[파이썬] Scrapy 리다이렉션 처리

Scrapy is a powerful web scraping framework for Python. It enables developers to easily extract data from websites by leveraging its built-in functionalities. One important aspect of web scraping is handling redirects, which allows you to efficiently navigate through websites that use redirections.

In this blog post, we’ll explore how to handle redirects in Scrapy using Python. We’ll cover different scenarios and provide code examples to demonstrate the implementation.

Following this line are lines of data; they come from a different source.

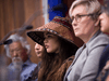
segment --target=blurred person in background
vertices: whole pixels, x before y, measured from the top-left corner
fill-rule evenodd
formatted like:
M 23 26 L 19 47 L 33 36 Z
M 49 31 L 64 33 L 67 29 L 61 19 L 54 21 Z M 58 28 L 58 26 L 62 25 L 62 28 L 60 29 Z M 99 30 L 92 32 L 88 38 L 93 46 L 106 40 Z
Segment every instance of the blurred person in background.
M 37 66 L 29 59 L 31 46 L 23 37 L 16 33 L 8 39 L 12 40 L 12 43 L 4 45 L 7 56 L 12 59 L 8 66 L 8 79 L 9 81 L 25 81 Z
M 104 3 L 102 13 L 99 16 L 100 30 L 109 36 L 109 0 L 105 0 Z M 96 81 L 109 81 L 109 44 L 102 52 Z
M 94 81 L 98 71 L 100 55 L 109 37 L 100 31 L 98 0 L 75 0 L 69 11 L 76 37 L 84 41 L 75 53 L 63 81 Z

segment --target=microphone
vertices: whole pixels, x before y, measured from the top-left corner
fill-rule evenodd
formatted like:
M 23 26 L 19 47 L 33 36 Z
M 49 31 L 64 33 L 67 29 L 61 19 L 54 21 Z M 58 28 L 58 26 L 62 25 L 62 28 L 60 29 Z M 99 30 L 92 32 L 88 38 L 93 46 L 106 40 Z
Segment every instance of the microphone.
M 2 44 L 10 44 L 10 43 L 12 43 L 12 40 L 11 39 L 5 40 L 4 42 L 0 43 L 0 45 L 2 45 Z

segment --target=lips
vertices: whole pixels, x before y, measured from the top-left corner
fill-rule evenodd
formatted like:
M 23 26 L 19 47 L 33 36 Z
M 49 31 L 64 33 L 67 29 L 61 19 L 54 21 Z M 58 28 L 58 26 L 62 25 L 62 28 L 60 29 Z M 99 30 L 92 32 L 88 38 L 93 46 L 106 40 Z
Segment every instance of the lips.
M 46 45 L 46 44 L 45 44 L 45 48 L 46 48 L 46 49 L 48 49 L 48 48 L 49 48 L 49 45 Z

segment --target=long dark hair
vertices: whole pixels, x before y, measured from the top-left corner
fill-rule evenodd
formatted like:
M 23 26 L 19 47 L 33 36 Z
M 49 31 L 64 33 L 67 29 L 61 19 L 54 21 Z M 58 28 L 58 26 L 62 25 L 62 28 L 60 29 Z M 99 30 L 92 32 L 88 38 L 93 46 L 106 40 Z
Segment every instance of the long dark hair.
M 60 42 L 60 52 L 45 53 L 41 59 L 41 71 L 38 76 L 38 81 L 46 81 L 48 77 L 51 77 L 62 65 L 62 63 L 70 56 L 75 55 L 78 49 L 75 44 L 58 37 Z

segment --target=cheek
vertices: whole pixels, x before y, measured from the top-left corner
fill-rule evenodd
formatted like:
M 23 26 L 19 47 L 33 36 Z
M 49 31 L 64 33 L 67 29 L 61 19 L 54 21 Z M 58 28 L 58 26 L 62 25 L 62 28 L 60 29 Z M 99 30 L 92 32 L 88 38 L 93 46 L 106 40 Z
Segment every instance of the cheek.
M 20 57 L 24 60 L 25 58 L 27 58 L 27 53 L 25 51 L 22 52 L 22 54 L 20 55 Z

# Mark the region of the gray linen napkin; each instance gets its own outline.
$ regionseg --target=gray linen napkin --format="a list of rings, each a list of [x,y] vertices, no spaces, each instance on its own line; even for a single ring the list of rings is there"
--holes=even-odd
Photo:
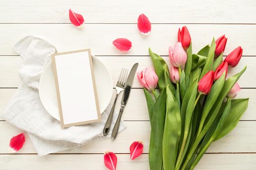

Scenario 1: Following redirects automatically

Scrapy provides a built-in mechanism to automatically follow redirects when making requests. This can be achieved by setting the REDIRECT_ENABLED configuration option to True. By default, it is already enabled, so you don’t need to make any additional changes.

# settings.py

REDIRECT_ENABLED = True

With this setting enabled, Scrapy will automatically follow redirects and return the response from the final redirected URL. This greatly simplifies the code and allows you to focus on the scraping logic instead of handling redirects manually.

Scenario 2: Custom redirect handling

In some cases, you may want to handle redirects manually instead of relying on Scrapy’s automatic redirection handling. This could be useful for scenarios where you need to perform additional operations before following the redirect.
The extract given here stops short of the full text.